# Assemble Evoke SL ... Void Warranty?



## Mike Overly (Sep 28, 2005)

Warranty language from the Kestrel website:

_Kestrel Bicycles provides the original retail purchaser of each new Kestrel bicycle a limited lifetime warranty against defects in materials and workmanship for the bicycle frame and rigid fork when purchased from and assembled by an authorized Kestrel dealer._

Does this mean we void the warranty if we don't have a Kestrel dealer complete the assembly of these bikes after receiving them from BD?


----------



## johnny dollar (Jul 21, 2010)

you might want to PM bikesdirect, or contact them directly for that one.


----------



## cski (Mar 11, 2010)

johnny dollar said:


> you might want to PM bikesdirect, or contact them directly for that one.


Did you take Johnny's suggestion ? Keep us in the loop on anything you hear.


----------



## bikesdirect (Sep 9, 2006)

Mike Overly said:


> Warranty language from the Kestrel website:
> 
> _Kestrel Bicycles provides the original retail purchaser of each new Kestrel bicycle a limited lifetime warranty against defects in materials and workmanship for the bicycle frame and rigid fork when purchased from and assembled by an authorized Kestrel dealer._
> 
> Does this mean we void the warranty if we don't have a Kestrel dealer complete the assembly of these bikes after receiving them from BD?



I have never heard of Kestrel voiding a warranty due to proper setup by a customer. 
Of course, if you break something during setup it would not be fair to claim it is defective.

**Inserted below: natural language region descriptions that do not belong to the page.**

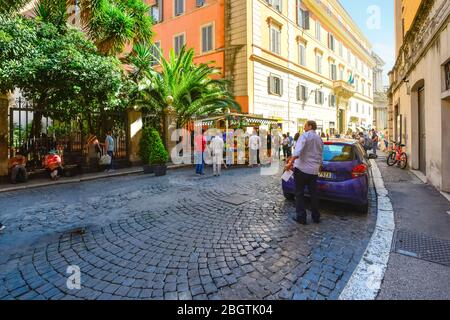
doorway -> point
(422, 131)
(341, 117)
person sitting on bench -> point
(53, 165)
(17, 166)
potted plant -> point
(158, 155)
(144, 150)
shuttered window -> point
(275, 41)
(302, 54)
(275, 84)
(331, 42)
(332, 100)
(179, 7)
(333, 72)
(318, 31)
(207, 38)
(318, 63)
(319, 97)
(302, 16)
(178, 43)
(156, 50)
(302, 93)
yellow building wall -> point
(289, 57)
(405, 11)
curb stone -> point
(82, 179)
(365, 282)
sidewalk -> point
(419, 263)
(43, 182)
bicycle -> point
(397, 156)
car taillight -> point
(359, 171)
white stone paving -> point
(365, 282)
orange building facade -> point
(198, 24)
(194, 21)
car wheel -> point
(391, 159)
(289, 196)
(364, 209)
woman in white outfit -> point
(217, 153)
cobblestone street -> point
(176, 237)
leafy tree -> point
(195, 88)
(17, 40)
(111, 24)
(62, 73)
(145, 145)
(158, 154)
(10, 6)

However, I am sure Kestrel will honor a valid warranty claim on a bike setup by a customer.


----------



## Mike Overly (Sep 28, 2005)

Thanks, guys. Mike: Any idea when BD will reload the Rival-equipped Evoke line?


----------



## cski (Mar 11, 2010)

bikesdirect said:


> I have never heard of Kestrel voiding a warranty due to proper setup by a customer.
> Of course, if you break something during setup it would not be fair to claim it is defective. However, I am sure Kestrel will honor a valid warranty claim on a bike setup by a customer.

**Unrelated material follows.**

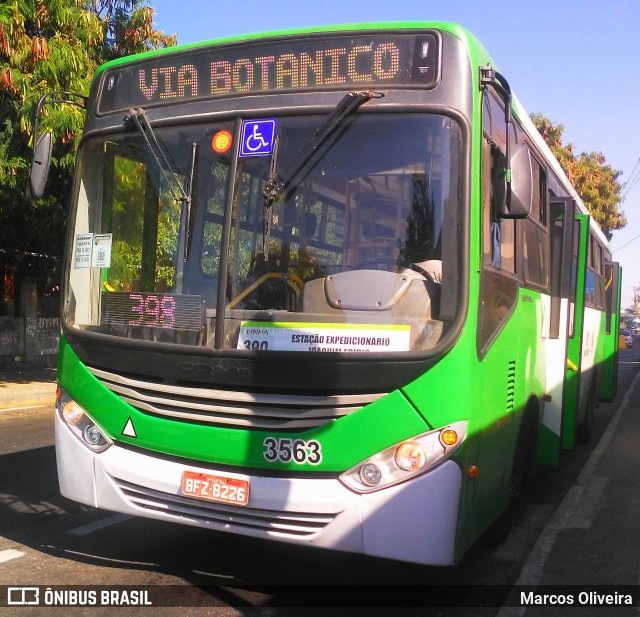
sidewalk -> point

Perhaps we could get some explicit confirmation from someone at Kestrel ?


----------



## bikesdirect (Sep 9, 2006)

Mike Overly said:


> Thanks, guys. Mike: Any idea when BD will reload the Rival-equipped Evoke line?



We have some on the water

Plus we have about 8 models of bikes that we picked up a super closeout on
only issue brakes are routed opposite from USA standard; as they were purchased by us from a non USA disributor

Should be lots of Kestrel deals on BD in next few weeks


----------



## Mike Overly (Sep 28, 2005)

Great. 

(Wonder how much discount a left-brakes-rear/right-brakes-front setup will garner ... more if the brifters are routed backward  )


----------